The more I think about it though, I guess I am okay with it. If it has not happened, then it has not yet been in God's plan for me, and recognize that. I also figure that since I have yet to fall in love with someone, that will just make the real thing even better when it does it happen (there's the optimist in me coming out).

So... what's the point of this rambling about my single status and lack of potential relationships... well, like I said, it's been on my mind. I'm not complaining... I'm recognizing God's plan for me in a relationship... whatever it may be. How am I doing that? Well, I say a prayer for him, whoever he is, every night. I may not know when or even if he will ever come along, that's up to God, not me... but I'm lifting up my relationship potential to the Lord every night.
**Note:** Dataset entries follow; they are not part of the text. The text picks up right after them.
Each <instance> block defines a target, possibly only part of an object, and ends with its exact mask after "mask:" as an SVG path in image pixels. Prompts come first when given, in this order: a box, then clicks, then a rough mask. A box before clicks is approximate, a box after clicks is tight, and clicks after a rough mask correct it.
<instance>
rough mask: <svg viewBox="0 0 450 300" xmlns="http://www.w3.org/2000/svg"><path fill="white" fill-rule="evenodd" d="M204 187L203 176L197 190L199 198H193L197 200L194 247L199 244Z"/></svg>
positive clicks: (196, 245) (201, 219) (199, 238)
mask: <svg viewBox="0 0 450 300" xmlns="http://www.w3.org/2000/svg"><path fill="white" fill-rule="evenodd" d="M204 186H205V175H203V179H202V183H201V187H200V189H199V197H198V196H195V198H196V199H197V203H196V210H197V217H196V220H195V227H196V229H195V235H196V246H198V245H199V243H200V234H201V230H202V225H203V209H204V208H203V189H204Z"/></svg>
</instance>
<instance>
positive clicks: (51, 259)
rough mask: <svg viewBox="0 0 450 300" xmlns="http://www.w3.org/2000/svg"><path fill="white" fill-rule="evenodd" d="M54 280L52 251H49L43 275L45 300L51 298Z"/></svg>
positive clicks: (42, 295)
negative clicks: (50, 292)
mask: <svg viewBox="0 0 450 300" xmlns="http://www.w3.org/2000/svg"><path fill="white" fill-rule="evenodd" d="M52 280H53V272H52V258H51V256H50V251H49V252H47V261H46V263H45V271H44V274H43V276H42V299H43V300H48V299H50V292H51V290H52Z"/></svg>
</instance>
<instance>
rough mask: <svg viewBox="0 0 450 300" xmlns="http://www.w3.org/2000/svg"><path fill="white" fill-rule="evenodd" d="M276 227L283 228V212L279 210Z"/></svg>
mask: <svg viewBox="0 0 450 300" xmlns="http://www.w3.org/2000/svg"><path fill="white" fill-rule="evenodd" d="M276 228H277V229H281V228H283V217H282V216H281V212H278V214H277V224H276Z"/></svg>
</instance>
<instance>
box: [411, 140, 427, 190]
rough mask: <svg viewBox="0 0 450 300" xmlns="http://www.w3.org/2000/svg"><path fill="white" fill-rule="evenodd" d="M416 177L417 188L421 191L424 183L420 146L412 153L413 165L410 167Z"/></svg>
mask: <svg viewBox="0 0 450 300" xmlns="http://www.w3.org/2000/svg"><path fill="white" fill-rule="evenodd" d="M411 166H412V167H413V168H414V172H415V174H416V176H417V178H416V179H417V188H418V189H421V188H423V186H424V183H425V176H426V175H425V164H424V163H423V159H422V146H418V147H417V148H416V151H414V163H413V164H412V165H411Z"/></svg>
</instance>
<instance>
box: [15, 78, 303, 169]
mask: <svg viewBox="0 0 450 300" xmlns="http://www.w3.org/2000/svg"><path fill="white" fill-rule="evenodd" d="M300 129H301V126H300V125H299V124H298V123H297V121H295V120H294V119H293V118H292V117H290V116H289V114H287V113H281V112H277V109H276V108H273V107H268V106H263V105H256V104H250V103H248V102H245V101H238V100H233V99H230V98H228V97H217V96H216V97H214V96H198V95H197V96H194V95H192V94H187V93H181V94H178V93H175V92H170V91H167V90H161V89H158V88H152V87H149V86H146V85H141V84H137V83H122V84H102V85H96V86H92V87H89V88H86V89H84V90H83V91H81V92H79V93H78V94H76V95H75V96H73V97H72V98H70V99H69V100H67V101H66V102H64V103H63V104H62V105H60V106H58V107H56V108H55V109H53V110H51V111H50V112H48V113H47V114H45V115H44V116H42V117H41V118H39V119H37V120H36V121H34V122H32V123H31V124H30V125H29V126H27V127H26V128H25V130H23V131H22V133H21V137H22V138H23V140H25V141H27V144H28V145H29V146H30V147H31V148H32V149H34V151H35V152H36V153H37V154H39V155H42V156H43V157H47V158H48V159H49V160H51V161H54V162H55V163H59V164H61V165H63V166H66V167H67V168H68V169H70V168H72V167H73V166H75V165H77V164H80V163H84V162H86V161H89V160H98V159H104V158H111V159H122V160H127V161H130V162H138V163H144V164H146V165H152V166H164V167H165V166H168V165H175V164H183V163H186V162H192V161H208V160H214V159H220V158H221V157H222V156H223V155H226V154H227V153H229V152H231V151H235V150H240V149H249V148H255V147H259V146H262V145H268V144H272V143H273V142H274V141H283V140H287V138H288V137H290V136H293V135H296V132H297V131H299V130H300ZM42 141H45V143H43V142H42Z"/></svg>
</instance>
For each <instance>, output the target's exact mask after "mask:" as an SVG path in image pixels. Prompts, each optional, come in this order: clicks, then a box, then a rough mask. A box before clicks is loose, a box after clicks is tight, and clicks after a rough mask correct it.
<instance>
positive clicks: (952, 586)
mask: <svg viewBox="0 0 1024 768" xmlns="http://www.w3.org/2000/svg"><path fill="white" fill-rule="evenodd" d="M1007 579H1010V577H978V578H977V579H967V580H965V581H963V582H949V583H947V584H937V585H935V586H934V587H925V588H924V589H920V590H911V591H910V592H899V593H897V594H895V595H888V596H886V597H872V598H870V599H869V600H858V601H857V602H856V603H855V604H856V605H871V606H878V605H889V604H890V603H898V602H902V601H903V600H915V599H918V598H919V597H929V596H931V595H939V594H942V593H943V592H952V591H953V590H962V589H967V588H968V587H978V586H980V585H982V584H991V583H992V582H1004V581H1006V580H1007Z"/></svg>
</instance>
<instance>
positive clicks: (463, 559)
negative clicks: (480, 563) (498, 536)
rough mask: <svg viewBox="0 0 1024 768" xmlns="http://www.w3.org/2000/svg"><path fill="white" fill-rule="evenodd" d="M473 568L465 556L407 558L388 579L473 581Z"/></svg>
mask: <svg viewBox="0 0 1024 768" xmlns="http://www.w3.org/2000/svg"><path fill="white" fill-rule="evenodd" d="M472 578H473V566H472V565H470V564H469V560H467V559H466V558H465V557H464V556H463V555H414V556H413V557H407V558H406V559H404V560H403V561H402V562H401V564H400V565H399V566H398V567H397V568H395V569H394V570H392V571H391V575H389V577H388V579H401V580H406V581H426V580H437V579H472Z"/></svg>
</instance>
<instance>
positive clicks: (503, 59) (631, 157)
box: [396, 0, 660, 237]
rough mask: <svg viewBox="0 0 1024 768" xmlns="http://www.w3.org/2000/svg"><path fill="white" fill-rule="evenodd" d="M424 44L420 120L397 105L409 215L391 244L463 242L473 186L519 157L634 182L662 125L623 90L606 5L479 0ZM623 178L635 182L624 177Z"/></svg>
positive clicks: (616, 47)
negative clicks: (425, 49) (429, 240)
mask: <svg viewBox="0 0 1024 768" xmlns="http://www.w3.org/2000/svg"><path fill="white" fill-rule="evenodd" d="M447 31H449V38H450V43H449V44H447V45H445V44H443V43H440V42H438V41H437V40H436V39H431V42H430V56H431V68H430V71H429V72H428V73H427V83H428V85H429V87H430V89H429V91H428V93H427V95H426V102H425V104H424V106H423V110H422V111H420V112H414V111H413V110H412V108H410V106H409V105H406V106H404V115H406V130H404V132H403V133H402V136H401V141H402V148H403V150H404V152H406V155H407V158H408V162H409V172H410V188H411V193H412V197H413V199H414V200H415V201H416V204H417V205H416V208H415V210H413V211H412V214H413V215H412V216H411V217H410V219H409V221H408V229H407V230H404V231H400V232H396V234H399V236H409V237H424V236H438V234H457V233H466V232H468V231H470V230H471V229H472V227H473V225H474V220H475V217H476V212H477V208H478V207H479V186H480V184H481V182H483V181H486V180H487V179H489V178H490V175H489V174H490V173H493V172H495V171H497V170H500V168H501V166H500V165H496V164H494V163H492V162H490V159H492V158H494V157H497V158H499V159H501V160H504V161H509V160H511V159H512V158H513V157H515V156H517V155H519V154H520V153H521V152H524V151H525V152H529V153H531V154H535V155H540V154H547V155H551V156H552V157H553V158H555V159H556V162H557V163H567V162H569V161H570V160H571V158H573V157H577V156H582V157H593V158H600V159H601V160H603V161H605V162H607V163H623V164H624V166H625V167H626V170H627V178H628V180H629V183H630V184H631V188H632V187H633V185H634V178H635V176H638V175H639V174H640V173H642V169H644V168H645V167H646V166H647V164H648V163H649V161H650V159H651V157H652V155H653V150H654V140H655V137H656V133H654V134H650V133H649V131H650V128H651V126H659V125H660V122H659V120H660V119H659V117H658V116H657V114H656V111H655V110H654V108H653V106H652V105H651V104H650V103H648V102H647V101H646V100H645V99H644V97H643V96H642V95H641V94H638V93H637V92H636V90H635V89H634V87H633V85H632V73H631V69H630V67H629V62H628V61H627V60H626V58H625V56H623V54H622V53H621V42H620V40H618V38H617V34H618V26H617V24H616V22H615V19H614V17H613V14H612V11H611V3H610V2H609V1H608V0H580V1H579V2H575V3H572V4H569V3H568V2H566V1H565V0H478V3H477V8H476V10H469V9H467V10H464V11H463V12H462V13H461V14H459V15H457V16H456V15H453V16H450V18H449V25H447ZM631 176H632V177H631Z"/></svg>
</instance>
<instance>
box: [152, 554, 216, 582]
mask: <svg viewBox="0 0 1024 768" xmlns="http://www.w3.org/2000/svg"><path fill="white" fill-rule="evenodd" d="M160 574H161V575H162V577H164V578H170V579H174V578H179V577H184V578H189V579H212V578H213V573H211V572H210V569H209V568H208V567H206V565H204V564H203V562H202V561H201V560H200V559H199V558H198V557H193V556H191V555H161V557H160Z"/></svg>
Since the first time I heard the song "Someday" by LaRue (I don't even know if they are still together), it has brought this subject to mind for me, and I want to share the lyrics with you:

I don't know if you're near or far away
But I know that I'm thinking of you today
I don't know if I even know your name
But I know that I'm praying for you just the same
Someday we'll fall in love
You'll be mine and I will be yours
Our hearts will be one
And our love will ever endure
CHORUS
Then I'll need you, and I'll want you
And I'll find you someday
Then I'll love you, then I'll hold you
And I'll be with you always
Our love will be so strong and pure
You will make me feel like I have never felt before
You will be perfect only for me
You will make these eyes begin to see
Someday we'll fall in love
You'll be mine and I will be yours
Our hearts will be one
And our love will ever endure
Your faith for the Lord will be strong
Even though I know the wait is long
And though I'm young I still believe
That you're out there praying for me

So am I bending to the pressure?? ... Of course, let's be realistic here!! I want that love and that family that I have seen bring such joy to people I know and love. However, as I have learned in so many other things this year... God has a plan for it... and until He makes it or him apparent to me... I'll continue to pray for him and for what may be, someday.